For small-to-medium enterprises and organisations, this can be seen as a barrier to finding out whether their services or products are environmentally damaging. But this does not have to be the case.

Although the field is relatively new, our LCA knowledge bank has grown significantly, including our ability to understand and think more systematically about how our products and services may impact our planet and society at large.

 

Adopting a Life Cycle Approach

Thinking in systems is not something that we’re readily taught.

Western culture values a reductive approach, where we break individual parts of a system into manageable pieces instead of seeing how individual aspects interact with each other.

This framing is coined Life Cycle Thinking as we observe the economic, environmental and social consequences of a given process or product.

This includes its relations with adjacent systems and institutions, which is something that is of increasing importance as we try to shift our economy from linearity to circularity.

Some rules of thumb to assist in adopting life cycle thinking include:

  • Acknowledge material circulation: everything comes from, and returns to nature. Irrespective of material origin, there has to be clear guidelines to how that product will recirculate back into nature and regenerate the planet.
  • Avoid end of life bias: waste tends to get a lot of attention as it is a key output from any product usage. However, waste can have the least amount of impact in some instances, so focusing upstream can net bigger wins.
  • Appreciate complexity: society is highly complex which has led to non-linear interactions with products or processes (such as the EU biofuels policy).

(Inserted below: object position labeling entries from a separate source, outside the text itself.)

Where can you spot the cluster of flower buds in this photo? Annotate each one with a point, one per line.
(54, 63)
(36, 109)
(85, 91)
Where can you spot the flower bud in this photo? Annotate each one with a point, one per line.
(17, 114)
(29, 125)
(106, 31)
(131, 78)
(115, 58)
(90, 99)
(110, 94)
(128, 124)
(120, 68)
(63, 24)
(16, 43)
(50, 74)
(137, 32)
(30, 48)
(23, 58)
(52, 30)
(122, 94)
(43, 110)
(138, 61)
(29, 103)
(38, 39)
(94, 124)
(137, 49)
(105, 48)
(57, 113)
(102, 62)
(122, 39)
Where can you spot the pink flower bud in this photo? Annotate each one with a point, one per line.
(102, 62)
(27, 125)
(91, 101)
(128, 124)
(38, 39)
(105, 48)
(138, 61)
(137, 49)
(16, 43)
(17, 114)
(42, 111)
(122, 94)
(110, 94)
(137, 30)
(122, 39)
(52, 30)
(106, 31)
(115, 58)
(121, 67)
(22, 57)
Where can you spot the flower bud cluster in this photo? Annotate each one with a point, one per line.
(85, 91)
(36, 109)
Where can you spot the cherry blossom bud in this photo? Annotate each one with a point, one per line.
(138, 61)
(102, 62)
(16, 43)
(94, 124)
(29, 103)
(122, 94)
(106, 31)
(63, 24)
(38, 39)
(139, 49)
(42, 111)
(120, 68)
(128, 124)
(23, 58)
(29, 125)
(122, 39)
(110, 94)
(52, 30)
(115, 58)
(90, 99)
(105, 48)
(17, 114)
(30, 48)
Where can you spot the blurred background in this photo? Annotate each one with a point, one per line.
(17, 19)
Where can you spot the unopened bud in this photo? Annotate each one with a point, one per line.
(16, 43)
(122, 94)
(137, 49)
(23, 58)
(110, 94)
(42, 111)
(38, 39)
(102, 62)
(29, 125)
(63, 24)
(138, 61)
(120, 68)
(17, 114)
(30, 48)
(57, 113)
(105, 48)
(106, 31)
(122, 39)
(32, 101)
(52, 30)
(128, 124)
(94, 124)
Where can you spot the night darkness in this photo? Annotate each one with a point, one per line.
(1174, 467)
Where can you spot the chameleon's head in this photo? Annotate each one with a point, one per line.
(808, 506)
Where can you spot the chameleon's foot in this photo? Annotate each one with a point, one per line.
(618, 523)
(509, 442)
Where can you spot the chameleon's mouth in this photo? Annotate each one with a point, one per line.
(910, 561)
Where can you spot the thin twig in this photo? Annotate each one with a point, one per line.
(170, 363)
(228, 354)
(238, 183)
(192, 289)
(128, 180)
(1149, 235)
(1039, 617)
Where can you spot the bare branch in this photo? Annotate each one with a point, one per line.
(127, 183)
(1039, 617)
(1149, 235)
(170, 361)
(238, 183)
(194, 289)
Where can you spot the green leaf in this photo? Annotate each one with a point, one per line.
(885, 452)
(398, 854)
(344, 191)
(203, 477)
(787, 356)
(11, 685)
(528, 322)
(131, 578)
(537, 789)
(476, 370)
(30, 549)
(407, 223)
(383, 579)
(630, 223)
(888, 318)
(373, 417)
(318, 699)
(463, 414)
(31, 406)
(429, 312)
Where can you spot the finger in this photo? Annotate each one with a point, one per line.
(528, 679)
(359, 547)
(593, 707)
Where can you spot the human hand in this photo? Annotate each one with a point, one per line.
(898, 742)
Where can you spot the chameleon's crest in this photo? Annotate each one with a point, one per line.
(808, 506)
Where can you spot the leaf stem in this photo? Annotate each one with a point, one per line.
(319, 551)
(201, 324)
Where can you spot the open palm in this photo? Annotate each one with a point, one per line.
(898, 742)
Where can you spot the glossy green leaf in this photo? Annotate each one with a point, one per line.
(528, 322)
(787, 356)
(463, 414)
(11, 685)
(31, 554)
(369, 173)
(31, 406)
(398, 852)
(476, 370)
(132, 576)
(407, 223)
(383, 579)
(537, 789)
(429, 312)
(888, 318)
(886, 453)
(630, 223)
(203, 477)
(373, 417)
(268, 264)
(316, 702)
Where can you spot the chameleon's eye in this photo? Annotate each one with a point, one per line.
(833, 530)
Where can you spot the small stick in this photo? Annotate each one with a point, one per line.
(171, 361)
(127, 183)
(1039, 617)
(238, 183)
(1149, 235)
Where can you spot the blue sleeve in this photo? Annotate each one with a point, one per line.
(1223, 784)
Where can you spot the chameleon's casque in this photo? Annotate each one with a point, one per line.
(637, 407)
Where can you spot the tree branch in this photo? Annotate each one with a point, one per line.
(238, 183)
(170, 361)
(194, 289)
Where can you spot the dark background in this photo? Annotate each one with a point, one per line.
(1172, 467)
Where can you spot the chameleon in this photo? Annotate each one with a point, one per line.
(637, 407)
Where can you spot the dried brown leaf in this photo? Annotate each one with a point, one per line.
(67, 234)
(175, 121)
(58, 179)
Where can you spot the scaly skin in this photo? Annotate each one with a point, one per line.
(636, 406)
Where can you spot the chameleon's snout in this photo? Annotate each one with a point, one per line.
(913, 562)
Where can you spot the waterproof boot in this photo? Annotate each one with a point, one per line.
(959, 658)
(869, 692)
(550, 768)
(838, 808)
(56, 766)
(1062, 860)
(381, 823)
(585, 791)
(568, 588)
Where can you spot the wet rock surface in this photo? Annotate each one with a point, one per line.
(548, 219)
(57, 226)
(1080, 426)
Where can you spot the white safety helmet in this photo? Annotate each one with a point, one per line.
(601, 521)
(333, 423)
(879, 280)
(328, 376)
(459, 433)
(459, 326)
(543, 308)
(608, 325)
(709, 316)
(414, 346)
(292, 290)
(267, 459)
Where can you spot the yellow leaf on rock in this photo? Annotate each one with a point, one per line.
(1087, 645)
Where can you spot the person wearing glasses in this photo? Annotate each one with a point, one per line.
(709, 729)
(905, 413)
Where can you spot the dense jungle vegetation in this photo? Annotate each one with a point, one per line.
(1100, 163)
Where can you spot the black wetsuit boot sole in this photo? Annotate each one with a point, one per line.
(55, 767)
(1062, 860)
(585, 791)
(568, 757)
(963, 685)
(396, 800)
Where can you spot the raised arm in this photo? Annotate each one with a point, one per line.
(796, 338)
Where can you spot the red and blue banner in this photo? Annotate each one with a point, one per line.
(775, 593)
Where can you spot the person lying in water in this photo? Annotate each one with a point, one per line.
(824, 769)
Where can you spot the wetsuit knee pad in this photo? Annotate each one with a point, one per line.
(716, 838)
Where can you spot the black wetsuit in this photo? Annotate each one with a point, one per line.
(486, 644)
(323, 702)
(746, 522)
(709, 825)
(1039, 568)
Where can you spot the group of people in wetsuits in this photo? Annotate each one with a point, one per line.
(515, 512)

Be prepared for new behaviours to emerge through interaction.
  • We do not have all the answers: despite decades of respective data and research across multiple industries, we still do not have all the answers on how our products will impact our environment and society at large.

It should be noted that life cycle analysis or thinking can at times be an oversimplification of ‘reality’ due to its inherent bias towards environmental factors.

Although new methods have been developed to critique social elements of services and products via the ‘social life cycle assessment’ (S-LCA), context will always be key due to the plethora of factors involved.

Regardless, whenever you are starting your journey in developing a new circular product or simply wanting to embed sustainable principles in your operations, adopting a life cycle approach (thinking and/or analysis) better informs us of the choices we make.

Despite our limitations, LCA uncovers some of the trade-offs we could encounter, so that we have a greater appreciation of the impact on the environment, the economy, and society at large.